Depuis trois ans, je n’écris quasiment plus de poèmes en vers. Je ne m’en étais pas vraiment rendu compte jusqu’à hier soir. Hier où j’ai dû, tranquillement, jusqu’à tard dans la nuit, en faire un sélection afin qu’ils soient traduits par Alexis, un ami poète pour un festival européen où je suis invité.

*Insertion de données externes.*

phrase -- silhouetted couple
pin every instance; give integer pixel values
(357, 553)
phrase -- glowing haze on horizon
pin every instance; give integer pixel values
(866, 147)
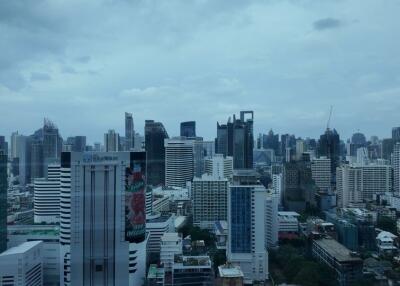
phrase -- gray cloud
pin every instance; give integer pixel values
(36, 76)
(326, 24)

J’écris désormais de la prose. De la prose poétique. Je n’avais pas encore acté cette transformation profonde de mon travail. Ce passage de la forme moderne classique à autre chose. À la prose poétique. C’est plus dur. Plus dur à lire, à envisager, à transmettre comme un tout. Un peu bâtard, entre les formes. Du poème. Du roman. Un peu comme la nouvelle. Un genre de nouvelle de la poésie. Mais c’est ce que je fais. Qui m’amuse. Où je m’amuse. Une forme qui traduit désormais mon rythme au plus proche. Ça existe. ça Jabès, ça Tarkos, ça Pennequin, ça Azam, mais ça n’a pas vraiment de rayon en librairie. C’est après le Z, où c’est dans l’autre rayon, là-bas, demandez à mon collègue.

Mon troisième recueil marquera ce tournant. Avec des textes que je me sentirai capable de porter en voix. Avec la conviction qu’ils seront urgents. C’est à dire assez sincères pour occuper l’espace du lieu de la parole offerte. Je me mets au travail.